Sunday, March 22, 2009

Obscurity


How Innuendoes Changed Cinema

The Production Code listed what was morally acceptable and morally unacceptable content for motion pictures produced for a public audience in the United States.

The code was adopted in 1930, began effectively enforcing it in 1934, and soon abandoned it in 1968.

The phrase "more innocent" Hollywood is referring to an era when the movie industry policed itself. But that early Hollywood wasn't always so innocent.

For decades, it's true, the major film studios were governed by a production code requiring that their pictures be "wholesome" and "moral" and encourage what the studios called "correct thinking."

However this did not last for long, because the film makers sought out ways around the restrictions, it began to happen so much that the code ended up failing.











The Production Code enumerated three "General Principles" as follows:

1. No picture shall be produced that will lower the moral standards of those who see it. Hence the sympathy of the audience should never be thrown to the side of crime, wrongdoing, evil or sin.
2. Correct standards of life, subject only to the requirements of drama and entertainment, shall be presented.
3. Law, natural or human, shall not be ridiculed, nor shall sympathy be created for its violation.

Specific restrictions were spelled out as "Particular Applications" of these principles:

Nakedness and suggestive dances were prohibited.
The ridicule of religion was forbidden, and ministers of religion were not to be represented as comic characters or villains.
The depiction of illegal drug use was forbidden, as well as the use of liquor, "when not required by the plot or for proper characterization."
Methods of crime (e.g. safe-cracking, arson, smuggling) were not to be explicitly presented.
References to alleged sex perversion (such as homosexuality) and venereal disease were forbidden, as were depictions of childbirth.
The language section banned various words and phrases that were considered to be offensive.
Murder scenes had to be filmed in a way that would discourage imitations in real life, and brutal killings could not be shown in detail. "Revenge in modern times" was not to be justified.
The sanctity of marriage and the home had to be upheld. "Pictures shall not imply that low forms of sex relationship are the accepted or common thing." Adultery and illicit sex, although recognized as sometimes necessary to the plot, could not be explicit or justified and were not supposed to be presented as an attractive option.
Portrayals of miscegenation were forbidden.
"Scenes of Passion" were not to be introduced when not essential to the plot. "Excessive and lustful kissing" was to be avoided, along with any other treatment that might "stimulate the lower and baser element."
The flag of the United States was to be treated respectfully, and the people and history of other nations were to be presented "fairly."
The treatment of "Vulgarity," defined as "low, disgusting, unpleasant, though not necessarily evil, subjects" must be "subject to the dictates of good taste." Capital punishment, "third-degree methods," cruelty to children and animals, prostitution and surgical operations were to be handled with similar sensitivity.

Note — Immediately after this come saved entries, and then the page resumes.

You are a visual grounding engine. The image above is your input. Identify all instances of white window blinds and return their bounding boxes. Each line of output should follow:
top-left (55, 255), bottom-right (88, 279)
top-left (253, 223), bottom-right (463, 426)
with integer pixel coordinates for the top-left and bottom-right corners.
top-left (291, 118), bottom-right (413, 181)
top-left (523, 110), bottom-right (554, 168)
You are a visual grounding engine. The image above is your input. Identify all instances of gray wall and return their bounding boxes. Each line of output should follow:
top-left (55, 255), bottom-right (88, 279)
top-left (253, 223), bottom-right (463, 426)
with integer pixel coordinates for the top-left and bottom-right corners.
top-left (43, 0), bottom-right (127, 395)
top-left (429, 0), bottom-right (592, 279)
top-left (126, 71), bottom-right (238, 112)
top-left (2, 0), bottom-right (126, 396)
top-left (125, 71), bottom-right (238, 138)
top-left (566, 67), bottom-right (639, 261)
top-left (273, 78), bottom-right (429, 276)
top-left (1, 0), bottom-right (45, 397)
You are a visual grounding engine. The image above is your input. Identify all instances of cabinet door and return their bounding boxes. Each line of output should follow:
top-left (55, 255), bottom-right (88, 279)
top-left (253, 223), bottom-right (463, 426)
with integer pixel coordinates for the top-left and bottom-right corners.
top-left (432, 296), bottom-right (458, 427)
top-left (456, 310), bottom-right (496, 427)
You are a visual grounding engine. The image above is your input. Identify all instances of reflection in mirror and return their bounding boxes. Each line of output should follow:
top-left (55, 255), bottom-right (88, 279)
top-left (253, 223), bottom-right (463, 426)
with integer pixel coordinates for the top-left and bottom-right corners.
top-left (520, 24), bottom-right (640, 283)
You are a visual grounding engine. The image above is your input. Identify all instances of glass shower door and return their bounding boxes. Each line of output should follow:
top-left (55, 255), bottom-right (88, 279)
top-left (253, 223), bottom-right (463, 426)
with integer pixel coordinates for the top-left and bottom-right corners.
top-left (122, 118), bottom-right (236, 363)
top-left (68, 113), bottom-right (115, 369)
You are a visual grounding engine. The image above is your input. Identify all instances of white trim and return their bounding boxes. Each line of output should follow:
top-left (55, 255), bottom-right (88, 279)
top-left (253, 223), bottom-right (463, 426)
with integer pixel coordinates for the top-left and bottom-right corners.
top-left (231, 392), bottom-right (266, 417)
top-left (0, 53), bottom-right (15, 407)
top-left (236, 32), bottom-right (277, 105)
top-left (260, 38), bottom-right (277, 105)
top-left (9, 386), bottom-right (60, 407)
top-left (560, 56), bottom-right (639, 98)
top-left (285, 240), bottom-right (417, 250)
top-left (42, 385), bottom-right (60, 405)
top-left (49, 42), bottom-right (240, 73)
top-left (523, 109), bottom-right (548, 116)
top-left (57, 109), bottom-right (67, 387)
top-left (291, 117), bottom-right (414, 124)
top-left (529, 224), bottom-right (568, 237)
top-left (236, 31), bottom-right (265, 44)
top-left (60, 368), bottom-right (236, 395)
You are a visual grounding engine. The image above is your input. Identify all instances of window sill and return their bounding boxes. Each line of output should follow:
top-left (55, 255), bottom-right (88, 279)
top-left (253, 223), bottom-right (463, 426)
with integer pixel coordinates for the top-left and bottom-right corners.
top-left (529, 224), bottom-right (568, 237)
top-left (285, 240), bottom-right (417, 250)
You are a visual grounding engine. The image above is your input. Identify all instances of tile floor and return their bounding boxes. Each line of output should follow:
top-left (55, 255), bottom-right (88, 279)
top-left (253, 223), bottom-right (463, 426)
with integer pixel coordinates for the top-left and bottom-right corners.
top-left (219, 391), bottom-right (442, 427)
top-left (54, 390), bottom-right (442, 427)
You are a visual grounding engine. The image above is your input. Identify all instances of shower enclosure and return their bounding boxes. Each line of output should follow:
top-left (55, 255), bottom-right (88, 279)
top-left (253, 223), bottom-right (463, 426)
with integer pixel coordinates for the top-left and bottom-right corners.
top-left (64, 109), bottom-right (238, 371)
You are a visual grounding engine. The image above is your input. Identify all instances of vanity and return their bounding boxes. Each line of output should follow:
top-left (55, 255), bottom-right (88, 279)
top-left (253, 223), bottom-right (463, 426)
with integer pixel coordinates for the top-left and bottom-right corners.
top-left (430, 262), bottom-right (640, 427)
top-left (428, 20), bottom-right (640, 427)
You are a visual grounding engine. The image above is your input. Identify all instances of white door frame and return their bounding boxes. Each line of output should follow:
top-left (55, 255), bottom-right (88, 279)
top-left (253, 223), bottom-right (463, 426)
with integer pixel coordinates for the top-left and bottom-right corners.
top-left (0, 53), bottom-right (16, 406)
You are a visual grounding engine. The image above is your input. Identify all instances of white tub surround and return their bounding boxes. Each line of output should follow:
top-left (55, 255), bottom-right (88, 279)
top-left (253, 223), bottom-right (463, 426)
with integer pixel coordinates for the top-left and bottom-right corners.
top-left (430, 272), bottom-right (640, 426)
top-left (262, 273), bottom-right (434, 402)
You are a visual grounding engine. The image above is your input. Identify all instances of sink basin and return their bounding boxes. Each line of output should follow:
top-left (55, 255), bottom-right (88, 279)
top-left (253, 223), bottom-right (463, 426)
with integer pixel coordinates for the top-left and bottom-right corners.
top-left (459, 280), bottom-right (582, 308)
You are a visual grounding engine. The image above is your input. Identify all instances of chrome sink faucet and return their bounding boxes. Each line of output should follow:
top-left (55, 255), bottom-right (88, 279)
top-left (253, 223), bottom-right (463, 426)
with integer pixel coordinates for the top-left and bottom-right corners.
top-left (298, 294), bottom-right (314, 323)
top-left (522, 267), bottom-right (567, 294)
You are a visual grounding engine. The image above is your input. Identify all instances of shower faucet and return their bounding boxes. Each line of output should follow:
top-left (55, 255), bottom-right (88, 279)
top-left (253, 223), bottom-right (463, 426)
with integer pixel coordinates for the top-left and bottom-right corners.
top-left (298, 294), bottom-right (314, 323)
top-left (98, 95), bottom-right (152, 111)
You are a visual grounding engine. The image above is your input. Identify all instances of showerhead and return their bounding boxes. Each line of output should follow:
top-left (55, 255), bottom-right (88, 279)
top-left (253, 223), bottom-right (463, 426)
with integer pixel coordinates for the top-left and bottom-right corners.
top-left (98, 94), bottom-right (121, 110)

The enforcement of the Production Code led to the dissolution of many local censorship boards. It was difficult or practically impossible to put production code on movies because the audience became to smart. The audience learned how watch movies and see things that they were not supposed to without it being blatantly shown to them.



Many, if not most, movies today have numerous sexual innuendoes all throughout, and some would argue that even documentaries, educational films, and children's movies have sexual innuendoes as well.